Perhaps the greatest limitation to the continuing increase of clinical use, and development of further clinical methods and applications of electronystagmography, is the considerable expense associated with acquisition of ENG machines. Hence, the simple economics of machine cost versus expected frequency of use tend to dictate which practitioners and/or hospitals acquire ENG machinery. More often than not, practitioners who sometimes would find ENG analysis to be quite clinically useful, cannot justify the expense of acquiring an ENG recorder simply because of the relative infrequency of such occasions. This is particularly true for practitioners such as neurologists.

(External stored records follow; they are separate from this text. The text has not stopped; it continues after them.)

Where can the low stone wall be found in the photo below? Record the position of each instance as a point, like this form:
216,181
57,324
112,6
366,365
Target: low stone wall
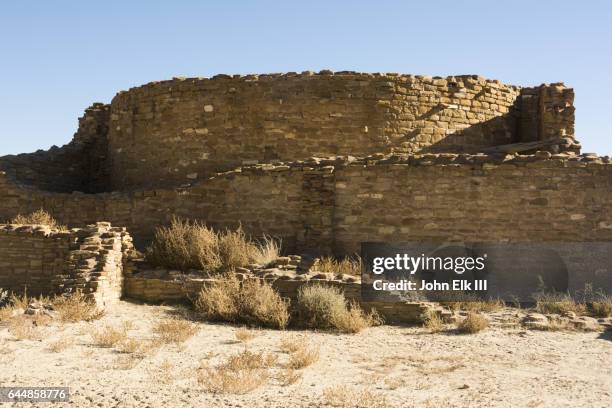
38,260
179,290
333,204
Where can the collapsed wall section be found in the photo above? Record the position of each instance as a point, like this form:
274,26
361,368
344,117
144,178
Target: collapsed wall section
172,132
38,260
331,205
80,165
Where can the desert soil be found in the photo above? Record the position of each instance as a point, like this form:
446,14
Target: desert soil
501,367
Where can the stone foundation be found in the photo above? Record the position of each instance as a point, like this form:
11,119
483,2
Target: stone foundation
38,260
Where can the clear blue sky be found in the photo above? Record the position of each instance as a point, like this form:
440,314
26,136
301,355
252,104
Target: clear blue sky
57,57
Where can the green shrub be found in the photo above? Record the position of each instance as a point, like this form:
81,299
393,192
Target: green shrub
252,302
326,308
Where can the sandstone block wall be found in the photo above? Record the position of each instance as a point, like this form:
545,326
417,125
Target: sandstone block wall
332,205
168,133
80,165
40,261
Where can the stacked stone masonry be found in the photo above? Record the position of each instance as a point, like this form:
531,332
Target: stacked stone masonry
172,132
323,161
38,260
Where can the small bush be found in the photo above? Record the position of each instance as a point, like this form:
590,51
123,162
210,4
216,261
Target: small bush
244,335
473,323
558,303
303,357
326,308
76,307
252,302
240,374
38,217
601,307
109,337
432,321
349,397
192,245
174,330
348,266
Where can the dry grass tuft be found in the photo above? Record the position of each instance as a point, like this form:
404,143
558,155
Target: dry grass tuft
473,323
109,336
303,357
349,397
601,307
348,266
289,376
244,335
38,217
558,303
192,245
252,302
60,345
432,321
174,330
292,344
134,346
76,307
240,374
473,303
23,328
326,308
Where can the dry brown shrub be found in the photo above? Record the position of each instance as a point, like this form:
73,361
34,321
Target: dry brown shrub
240,374
323,307
348,266
348,397
267,251
192,245
23,328
174,330
38,217
432,321
109,336
558,303
244,335
289,376
60,345
134,346
601,307
76,307
303,357
473,323
472,303
252,302
292,344
164,373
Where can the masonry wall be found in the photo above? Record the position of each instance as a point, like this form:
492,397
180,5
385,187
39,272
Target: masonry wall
543,200
37,260
333,205
30,259
81,165
173,132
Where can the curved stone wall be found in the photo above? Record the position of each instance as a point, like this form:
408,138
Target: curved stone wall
173,132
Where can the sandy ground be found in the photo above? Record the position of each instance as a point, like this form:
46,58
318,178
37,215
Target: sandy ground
501,367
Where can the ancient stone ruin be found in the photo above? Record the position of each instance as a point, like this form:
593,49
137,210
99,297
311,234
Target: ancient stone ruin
323,161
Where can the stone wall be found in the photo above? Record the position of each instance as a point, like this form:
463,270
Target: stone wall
37,260
80,165
334,204
171,132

It is a primary object of the present invention to provide relatively inexpensive ENG apparatus whereby electronystagmographic diagnostic techniques may be economically extended to many practitioners who cannot presently justify the expense of ENG machinery.
While the incidence of ENG machinery is relatively uncommon with respect to the number of practitioners who might find them useful, the incidence of EEG machines is considerably greater. Further, EEG machines constitute a virtually essential tool of many practitioners for whom ENG machines are a useful but economically unjustified facility.
It is a primary object of the present invention to provide apparatus and methods for adapting EEG recorders to perform the ENG functions.
It is a further object of the present invention that the apparatus affording such adaptation function be compact and inexpensive, whereby EEG machines may be unobtrusively and conveniently adapted to record ENG functions.
It is a still further object that the adaptation apparatus in accordance with the present invention function in conjunction with conventional EEG machines on essentially a "black box" basis, whereby the adapter unit simply plugs into the input of the conventional EEG recorder, and utilizes conventional probe electrodes on the patient.
In accordance with yet another object of the present invention, it is essential that the patient be at all times protected from the electrical potentials and signals utilized in the ENG/EEG process, not only to avoid dangers from electrical shock and the like, but also to avoid spurious feedback signals which would impair the accuracy of the ENG record.